Publicado en el Pulso Trader el 3 de junio de 2020

Los impactos por el brote de coronavirus ponen en jaque a los inversionistas, quienes ajustan sus portafolios tras la masiva liquidación de capital que se registró en marzo. En ese contexto, desde Noosa Capital consideran que el análisis de las valorizaciones frente a la historia permite identificar qué tan atractivos son los actuales precios.

El Multi Family Office fundado por los ex socios de Munita, Cruzat & Claro (MCC) y que cuenta con dos años en el mercado local, comparó valorizaciones como la relación bolsa libro de las acciones globales frente a sus mínimos históricos.
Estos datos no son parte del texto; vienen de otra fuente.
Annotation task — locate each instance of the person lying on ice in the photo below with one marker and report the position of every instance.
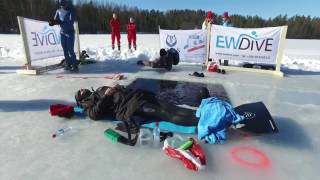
(166, 60)
(123, 103)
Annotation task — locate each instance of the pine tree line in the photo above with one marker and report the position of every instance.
(94, 17)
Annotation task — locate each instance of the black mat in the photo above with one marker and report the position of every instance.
(257, 118)
(179, 92)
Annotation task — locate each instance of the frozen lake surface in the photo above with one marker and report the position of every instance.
(28, 152)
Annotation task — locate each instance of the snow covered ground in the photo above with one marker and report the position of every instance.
(303, 55)
(28, 152)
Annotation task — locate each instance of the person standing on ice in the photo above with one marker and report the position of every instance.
(226, 20)
(132, 33)
(208, 21)
(115, 30)
(65, 17)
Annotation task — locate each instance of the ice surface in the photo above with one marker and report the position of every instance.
(28, 152)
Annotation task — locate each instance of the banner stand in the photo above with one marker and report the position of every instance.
(277, 72)
(27, 68)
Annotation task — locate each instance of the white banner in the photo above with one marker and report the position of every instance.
(43, 41)
(258, 46)
(191, 44)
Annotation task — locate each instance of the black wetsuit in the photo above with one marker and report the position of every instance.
(125, 103)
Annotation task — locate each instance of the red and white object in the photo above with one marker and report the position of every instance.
(192, 158)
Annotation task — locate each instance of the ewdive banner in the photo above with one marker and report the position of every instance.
(191, 44)
(257, 46)
(42, 41)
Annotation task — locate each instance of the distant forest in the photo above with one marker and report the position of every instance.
(94, 16)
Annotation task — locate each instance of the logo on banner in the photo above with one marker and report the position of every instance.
(195, 42)
(249, 115)
(47, 37)
(245, 42)
(171, 40)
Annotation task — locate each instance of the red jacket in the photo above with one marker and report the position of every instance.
(131, 29)
(115, 25)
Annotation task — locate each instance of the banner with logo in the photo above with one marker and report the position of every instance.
(43, 41)
(257, 46)
(191, 44)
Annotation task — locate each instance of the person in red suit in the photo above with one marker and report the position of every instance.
(115, 30)
(132, 33)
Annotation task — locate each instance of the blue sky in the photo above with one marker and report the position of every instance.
(263, 8)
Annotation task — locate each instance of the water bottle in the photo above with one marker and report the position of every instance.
(61, 131)
(145, 138)
(156, 135)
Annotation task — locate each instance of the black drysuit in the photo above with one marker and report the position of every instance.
(125, 103)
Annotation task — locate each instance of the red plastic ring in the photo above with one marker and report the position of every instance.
(263, 162)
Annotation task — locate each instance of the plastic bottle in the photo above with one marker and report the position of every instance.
(156, 135)
(61, 131)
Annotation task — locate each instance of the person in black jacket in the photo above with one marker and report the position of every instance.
(166, 60)
(123, 104)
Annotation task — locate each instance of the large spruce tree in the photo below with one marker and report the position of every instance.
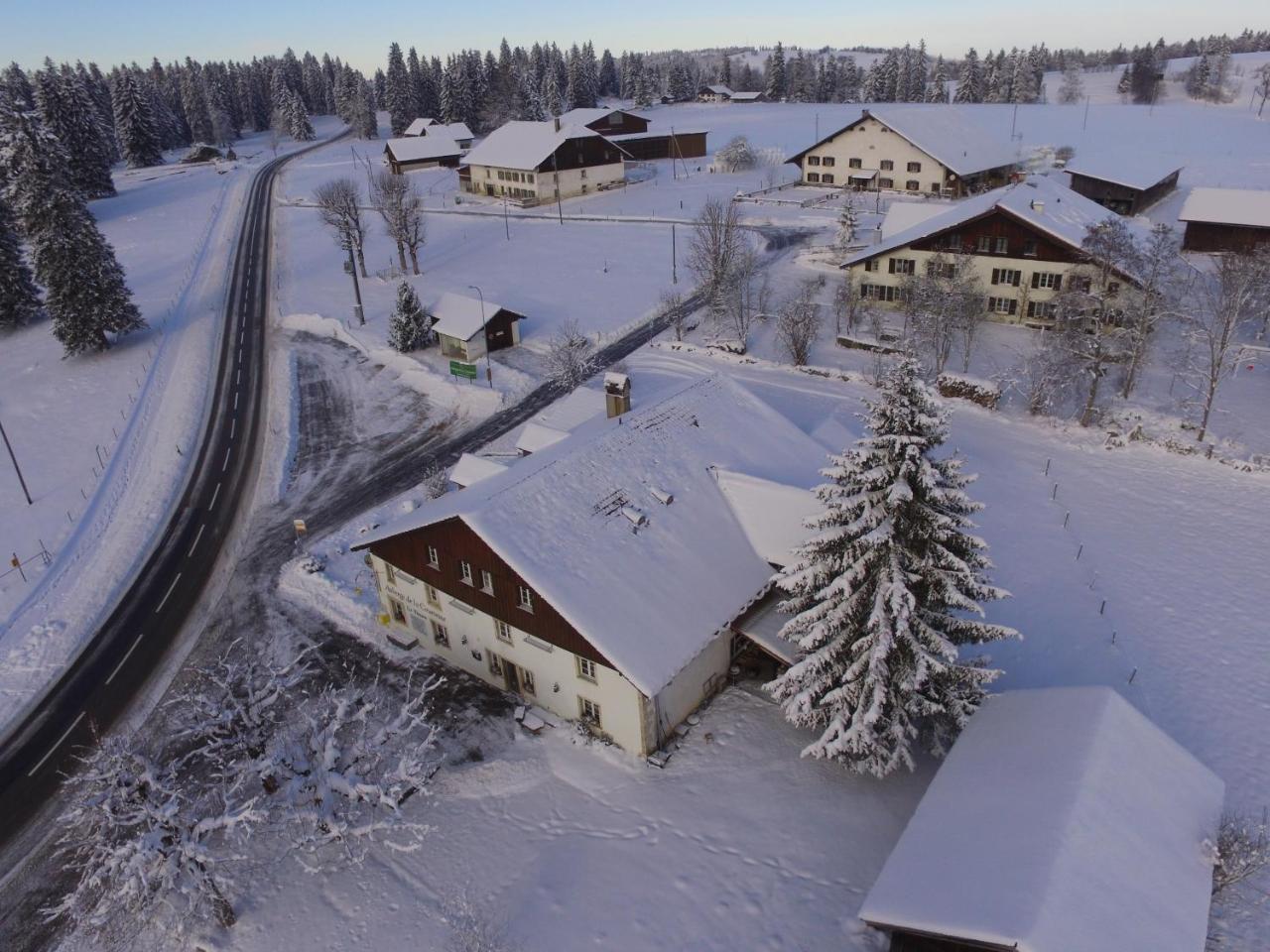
(885, 592)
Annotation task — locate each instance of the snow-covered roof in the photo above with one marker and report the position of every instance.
(525, 145)
(418, 126)
(1137, 171)
(652, 598)
(1062, 819)
(944, 132)
(535, 436)
(461, 316)
(1228, 206)
(1038, 202)
(584, 116)
(906, 214)
(472, 468)
(414, 149)
(772, 515)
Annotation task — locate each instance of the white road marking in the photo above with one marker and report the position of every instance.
(126, 656)
(35, 770)
(167, 594)
(195, 539)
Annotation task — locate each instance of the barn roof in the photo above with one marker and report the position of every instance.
(648, 597)
(525, 145)
(461, 316)
(1062, 819)
(944, 132)
(1135, 171)
(1039, 203)
(417, 149)
(1228, 206)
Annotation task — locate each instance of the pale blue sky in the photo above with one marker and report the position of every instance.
(121, 31)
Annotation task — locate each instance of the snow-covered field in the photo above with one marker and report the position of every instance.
(104, 439)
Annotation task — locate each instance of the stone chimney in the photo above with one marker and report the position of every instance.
(617, 394)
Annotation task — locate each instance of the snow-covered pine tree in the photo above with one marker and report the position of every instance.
(134, 123)
(19, 299)
(409, 325)
(885, 593)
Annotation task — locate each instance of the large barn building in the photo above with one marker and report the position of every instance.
(1062, 820)
(1024, 240)
(541, 162)
(934, 150)
(1225, 220)
(597, 576)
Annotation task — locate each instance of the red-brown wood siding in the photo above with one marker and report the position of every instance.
(581, 154)
(1209, 236)
(454, 542)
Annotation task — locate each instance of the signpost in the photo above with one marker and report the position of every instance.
(462, 370)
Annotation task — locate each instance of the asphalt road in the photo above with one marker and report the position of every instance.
(119, 658)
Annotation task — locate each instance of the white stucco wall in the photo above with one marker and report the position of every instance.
(558, 684)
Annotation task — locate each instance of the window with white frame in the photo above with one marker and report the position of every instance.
(588, 711)
(440, 634)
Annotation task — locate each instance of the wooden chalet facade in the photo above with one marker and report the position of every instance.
(1121, 193)
(1225, 220)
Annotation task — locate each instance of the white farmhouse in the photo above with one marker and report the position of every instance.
(1024, 241)
(928, 149)
(598, 576)
(543, 162)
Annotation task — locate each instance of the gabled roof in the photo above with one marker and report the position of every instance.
(1038, 203)
(944, 132)
(585, 116)
(472, 468)
(1062, 820)
(651, 597)
(1137, 171)
(1228, 206)
(461, 316)
(416, 149)
(526, 145)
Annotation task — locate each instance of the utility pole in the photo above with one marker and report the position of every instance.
(489, 365)
(675, 259)
(16, 467)
(357, 289)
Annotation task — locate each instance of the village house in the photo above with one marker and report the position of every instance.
(933, 150)
(405, 155)
(1225, 220)
(630, 132)
(1061, 820)
(457, 131)
(460, 321)
(597, 578)
(543, 162)
(1024, 241)
(1125, 184)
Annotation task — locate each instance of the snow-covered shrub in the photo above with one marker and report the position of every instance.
(976, 391)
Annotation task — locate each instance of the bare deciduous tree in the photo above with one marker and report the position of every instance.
(399, 203)
(798, 322)
(1219, 308)
(712, 252)
(339, 206)
(570, 358)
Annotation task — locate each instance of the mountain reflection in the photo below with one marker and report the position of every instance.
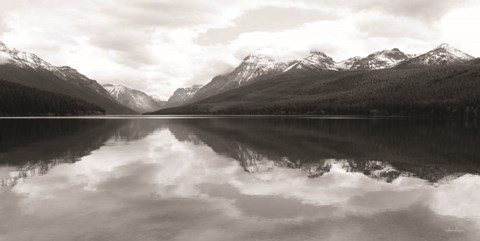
(380, 149)
(32, 147)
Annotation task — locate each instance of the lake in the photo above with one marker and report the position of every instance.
(239, 178)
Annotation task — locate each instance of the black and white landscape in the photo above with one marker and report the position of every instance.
(181, 120)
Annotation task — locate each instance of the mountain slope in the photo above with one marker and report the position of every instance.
(380, 60)
(437, 90)
(132, 98)
(442, 55)
(182, 96)
(316, 61)
(19, 100)
(29, 70)
(251, 68)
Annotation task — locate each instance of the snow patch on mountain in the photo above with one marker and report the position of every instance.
(380, 60)
(132, 98)
(316, 60)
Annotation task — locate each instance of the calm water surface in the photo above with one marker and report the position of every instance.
(239, 179)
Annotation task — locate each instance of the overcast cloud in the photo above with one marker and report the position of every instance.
(159, 45)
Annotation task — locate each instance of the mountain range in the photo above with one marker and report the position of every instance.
(384, 82)
(134, 99)
(29, 70)
(317, 84)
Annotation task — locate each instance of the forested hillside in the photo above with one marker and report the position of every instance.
(19, 100)
(446, 90)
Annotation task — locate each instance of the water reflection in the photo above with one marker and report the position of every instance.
(239, 179)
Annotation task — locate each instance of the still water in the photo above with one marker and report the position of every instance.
(239, 179)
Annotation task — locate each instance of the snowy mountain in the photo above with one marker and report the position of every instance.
(444, 54)
(182, 95)
(132, 98)
(30, 70)
(316, 61)
(380, 60)
(253, 67)
(348, 63)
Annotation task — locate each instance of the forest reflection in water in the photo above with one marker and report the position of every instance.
(218, 178)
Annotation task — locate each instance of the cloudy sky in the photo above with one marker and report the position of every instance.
(160, 45)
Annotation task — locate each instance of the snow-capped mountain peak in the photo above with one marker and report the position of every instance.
(380, 60)
(444, 54)
(316, 60)
(347, 64)
(132, 98)
(24, 59)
El estudio se basa en percentiles, siendo 0% el nivel más barato y 100% el más caro.

Así, en el plano local, los datos revelan que el IPSA transa a una relación libro de 1 vez, mientras que el mínimo histórico corresponde a 0,8 veces apuntado el 23 de marzo pasado.

Con esto, Noosa Capital indica que la valorización que asigna actualmente el mercado es sólo 1% más alta que el mínimo de marzo, evidenciando que a pesar del rebote de las últimas semanas, aún hay atractivos puntos de entrada.

Para el S&P500, hace un año, cuando el índice se ubicaba en niveles históricos, el ratio precio utilidad a doce meses era de 18,3 veces y el valor libro de 3,7 veces. Esto supone que el índice transaba en un 88% sobre su menor niveles en la historia.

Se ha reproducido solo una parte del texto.